How Planetesimals Munch Dust

On the filtering and processing of dust by planetesimals 1. Derivation of collision probabilities for non-drifting planetesimals


Guillot et al



Circumstellar disks are known to contain a significant mass in dust ranging from micron to centimeter size. Meteorites are evidence that individual grains of those sizes were collected and assembled into planetesimals in the young Solar System. Aims. We assess the efficiency of dust collection of a swarm of planetesimals with radii ranging from 1 to 10^3 km and beyond.


We derive analytical expressions of the probability for drifting dust to collide with planetesimals.

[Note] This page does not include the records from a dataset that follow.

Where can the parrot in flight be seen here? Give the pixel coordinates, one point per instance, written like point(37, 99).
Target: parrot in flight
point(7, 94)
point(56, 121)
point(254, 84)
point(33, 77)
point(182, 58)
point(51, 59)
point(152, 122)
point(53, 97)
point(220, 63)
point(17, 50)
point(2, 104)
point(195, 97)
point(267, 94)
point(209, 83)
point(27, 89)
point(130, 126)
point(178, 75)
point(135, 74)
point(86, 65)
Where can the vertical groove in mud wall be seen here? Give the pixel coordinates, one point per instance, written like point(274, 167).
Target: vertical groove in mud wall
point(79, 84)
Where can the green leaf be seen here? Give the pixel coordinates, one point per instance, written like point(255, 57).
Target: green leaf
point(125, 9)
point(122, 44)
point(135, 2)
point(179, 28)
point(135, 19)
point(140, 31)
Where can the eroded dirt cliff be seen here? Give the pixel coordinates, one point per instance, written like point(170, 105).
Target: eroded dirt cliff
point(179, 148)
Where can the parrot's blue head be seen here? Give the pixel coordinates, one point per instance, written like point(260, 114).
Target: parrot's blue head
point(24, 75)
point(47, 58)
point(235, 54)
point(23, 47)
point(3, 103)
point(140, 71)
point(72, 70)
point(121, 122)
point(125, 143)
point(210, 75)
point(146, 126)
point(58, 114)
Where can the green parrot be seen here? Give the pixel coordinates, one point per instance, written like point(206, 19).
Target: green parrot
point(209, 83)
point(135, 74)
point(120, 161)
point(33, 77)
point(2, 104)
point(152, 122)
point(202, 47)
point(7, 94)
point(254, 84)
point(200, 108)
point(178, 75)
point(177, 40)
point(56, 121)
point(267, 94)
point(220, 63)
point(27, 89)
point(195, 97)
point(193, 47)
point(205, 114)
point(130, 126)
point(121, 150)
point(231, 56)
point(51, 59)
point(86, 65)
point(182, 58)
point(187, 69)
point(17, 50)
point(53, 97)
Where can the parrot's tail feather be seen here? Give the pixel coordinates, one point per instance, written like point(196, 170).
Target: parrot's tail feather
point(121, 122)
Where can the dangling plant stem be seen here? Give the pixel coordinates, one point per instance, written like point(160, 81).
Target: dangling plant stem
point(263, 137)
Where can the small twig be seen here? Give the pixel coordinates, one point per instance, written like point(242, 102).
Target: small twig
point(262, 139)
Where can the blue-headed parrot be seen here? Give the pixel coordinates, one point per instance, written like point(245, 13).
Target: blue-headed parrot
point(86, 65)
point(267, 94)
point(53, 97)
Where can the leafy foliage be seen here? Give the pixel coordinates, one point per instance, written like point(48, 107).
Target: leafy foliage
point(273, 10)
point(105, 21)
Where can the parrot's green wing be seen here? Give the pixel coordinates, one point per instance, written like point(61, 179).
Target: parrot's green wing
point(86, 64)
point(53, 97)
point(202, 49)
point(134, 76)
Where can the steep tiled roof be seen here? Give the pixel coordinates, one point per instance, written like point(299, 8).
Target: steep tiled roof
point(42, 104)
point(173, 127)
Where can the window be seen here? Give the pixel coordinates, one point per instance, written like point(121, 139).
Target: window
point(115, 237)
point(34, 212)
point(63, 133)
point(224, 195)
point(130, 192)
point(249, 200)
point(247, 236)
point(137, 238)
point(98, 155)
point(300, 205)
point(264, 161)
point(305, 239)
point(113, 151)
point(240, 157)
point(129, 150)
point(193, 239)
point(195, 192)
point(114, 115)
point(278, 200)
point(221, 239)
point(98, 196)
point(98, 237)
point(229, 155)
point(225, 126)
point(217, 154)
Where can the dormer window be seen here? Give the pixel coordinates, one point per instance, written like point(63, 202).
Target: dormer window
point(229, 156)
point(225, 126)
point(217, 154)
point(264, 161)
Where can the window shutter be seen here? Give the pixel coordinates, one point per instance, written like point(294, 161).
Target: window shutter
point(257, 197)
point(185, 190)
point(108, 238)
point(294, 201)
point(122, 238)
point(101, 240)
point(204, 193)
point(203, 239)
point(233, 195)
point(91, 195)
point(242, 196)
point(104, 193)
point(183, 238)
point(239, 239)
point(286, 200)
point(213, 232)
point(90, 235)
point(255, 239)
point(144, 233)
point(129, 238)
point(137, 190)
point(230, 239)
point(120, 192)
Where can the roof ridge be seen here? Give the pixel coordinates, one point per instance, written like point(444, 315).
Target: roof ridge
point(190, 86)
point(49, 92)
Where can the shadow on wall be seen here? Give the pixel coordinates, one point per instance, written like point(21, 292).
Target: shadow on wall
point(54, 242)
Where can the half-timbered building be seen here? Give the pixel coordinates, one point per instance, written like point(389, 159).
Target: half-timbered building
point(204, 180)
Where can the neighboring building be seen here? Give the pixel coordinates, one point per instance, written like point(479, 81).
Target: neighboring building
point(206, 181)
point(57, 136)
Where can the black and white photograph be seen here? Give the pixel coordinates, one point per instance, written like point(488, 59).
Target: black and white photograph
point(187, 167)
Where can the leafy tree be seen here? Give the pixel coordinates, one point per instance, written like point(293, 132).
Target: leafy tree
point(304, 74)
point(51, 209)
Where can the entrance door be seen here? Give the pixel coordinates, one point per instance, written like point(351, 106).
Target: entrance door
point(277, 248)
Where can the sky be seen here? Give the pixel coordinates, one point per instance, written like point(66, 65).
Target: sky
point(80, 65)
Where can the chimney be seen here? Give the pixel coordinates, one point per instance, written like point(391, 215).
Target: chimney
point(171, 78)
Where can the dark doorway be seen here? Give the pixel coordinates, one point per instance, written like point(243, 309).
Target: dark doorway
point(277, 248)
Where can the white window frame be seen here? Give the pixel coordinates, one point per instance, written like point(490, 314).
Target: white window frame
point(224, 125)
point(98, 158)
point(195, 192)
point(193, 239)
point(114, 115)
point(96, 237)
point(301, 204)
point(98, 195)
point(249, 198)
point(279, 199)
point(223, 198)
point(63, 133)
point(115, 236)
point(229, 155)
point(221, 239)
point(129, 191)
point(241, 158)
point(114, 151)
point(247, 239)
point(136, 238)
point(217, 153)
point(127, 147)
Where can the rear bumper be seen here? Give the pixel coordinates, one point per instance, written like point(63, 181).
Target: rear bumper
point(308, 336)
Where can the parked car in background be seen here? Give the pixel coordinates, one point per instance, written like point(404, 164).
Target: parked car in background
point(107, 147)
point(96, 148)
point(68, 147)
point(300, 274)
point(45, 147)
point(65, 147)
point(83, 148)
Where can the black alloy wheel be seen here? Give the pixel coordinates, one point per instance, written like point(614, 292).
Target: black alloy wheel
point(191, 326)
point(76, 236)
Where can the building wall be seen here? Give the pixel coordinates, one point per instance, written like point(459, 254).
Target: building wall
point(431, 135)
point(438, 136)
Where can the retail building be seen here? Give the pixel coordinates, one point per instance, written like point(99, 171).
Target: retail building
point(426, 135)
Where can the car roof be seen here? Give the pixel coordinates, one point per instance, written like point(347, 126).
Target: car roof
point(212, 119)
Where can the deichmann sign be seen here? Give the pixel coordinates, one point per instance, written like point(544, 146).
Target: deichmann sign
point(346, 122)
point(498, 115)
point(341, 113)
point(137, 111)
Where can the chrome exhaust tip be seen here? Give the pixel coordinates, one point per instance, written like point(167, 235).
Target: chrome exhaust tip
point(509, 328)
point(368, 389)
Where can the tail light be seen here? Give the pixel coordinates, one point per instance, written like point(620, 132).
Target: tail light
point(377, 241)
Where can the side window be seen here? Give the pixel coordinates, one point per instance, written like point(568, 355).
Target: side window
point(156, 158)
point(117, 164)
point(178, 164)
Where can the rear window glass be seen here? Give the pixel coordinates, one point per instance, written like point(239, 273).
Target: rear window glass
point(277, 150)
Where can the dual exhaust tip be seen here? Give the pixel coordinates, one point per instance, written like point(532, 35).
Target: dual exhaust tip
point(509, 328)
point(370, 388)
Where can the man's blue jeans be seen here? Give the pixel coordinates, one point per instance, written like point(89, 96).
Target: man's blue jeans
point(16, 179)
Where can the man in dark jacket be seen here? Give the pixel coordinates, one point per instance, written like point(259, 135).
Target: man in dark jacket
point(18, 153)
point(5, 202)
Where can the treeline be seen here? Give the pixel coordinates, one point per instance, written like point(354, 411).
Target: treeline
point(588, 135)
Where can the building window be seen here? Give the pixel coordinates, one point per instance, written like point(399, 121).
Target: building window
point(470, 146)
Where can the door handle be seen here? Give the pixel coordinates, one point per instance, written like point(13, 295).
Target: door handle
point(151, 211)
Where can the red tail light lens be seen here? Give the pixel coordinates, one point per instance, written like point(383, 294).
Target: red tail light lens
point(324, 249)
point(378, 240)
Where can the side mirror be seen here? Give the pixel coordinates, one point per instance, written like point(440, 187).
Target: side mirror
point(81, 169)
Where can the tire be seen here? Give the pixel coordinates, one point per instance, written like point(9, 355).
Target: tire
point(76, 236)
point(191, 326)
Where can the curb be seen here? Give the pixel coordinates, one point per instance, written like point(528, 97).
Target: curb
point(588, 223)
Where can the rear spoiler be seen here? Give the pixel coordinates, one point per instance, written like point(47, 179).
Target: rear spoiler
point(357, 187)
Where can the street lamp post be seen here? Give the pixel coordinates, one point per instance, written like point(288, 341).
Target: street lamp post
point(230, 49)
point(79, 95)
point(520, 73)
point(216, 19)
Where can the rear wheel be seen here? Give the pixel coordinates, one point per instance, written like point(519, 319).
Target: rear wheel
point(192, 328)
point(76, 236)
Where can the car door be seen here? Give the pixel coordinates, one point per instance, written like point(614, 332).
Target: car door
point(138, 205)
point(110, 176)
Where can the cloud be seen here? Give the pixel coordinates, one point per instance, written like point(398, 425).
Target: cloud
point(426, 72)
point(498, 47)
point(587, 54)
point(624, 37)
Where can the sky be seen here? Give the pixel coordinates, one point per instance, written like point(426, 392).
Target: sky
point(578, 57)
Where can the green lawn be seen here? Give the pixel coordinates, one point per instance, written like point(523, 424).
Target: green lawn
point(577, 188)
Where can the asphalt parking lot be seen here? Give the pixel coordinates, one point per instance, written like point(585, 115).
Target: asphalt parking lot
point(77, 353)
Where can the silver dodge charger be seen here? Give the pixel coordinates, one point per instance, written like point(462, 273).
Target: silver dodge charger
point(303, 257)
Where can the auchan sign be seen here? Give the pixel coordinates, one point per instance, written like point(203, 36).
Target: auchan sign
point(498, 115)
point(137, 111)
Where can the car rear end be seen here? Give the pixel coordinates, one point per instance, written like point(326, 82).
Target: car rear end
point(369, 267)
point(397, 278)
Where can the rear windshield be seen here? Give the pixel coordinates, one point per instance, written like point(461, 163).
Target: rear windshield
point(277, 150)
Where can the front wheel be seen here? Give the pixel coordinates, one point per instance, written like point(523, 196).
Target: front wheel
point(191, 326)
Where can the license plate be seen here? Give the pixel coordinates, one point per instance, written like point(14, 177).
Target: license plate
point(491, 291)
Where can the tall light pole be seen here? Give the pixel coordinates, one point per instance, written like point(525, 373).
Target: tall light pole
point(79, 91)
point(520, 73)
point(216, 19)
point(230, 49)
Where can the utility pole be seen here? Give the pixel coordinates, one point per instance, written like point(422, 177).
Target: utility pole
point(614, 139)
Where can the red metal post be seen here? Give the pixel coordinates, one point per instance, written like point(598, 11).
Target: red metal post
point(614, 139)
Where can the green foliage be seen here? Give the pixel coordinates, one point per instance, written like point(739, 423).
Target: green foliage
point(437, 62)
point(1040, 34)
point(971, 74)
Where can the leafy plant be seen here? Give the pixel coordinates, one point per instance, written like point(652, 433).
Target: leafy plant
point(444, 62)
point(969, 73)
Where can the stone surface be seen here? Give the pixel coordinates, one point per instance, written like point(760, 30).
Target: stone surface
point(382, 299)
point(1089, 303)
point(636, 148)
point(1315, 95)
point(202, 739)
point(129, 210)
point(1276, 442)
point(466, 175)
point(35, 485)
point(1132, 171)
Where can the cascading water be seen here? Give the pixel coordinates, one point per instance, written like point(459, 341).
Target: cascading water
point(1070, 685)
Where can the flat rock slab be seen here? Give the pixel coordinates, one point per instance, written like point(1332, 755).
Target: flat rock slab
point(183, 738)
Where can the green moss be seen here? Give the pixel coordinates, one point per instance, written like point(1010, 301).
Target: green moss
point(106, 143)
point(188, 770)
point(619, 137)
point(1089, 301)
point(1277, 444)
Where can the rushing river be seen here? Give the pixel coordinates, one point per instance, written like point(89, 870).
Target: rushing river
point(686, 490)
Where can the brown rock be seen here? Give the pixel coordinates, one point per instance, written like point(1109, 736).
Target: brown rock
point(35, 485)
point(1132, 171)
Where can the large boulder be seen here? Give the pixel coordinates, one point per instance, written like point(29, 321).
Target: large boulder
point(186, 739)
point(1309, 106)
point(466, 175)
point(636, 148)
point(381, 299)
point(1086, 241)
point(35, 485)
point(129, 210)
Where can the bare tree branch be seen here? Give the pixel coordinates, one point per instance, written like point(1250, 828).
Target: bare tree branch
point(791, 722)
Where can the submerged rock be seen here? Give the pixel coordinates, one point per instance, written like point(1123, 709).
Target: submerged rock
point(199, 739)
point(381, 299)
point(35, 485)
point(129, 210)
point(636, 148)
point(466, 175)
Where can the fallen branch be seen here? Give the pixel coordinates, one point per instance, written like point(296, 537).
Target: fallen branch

For standard turbulence conditions (i.e. a turbulence parameter {\alpha} = 10^-2), filtering is found to be inefficient, meaning that when crossing a minimum-mass solar nebula belt of planetesimals extending between 0.1 and 35 AU most dust particles are eventually accreted by the central star. However, if the disk is weakly turbulent ({\alpha} = 10^-4) filtering becomes efficient in two regimes: (i) For planetesimals smaller than about 10km in size and dust of all sizes and (ii) for planetary embryos larger than about 1000km in size and dust of millimeter-size or larger. The first regime strongly favors short orbital distances while the second only weakly depends on orbital distance. Dust particles much smaller than millimeter-size tend to be only captured by the smallest planetesimals.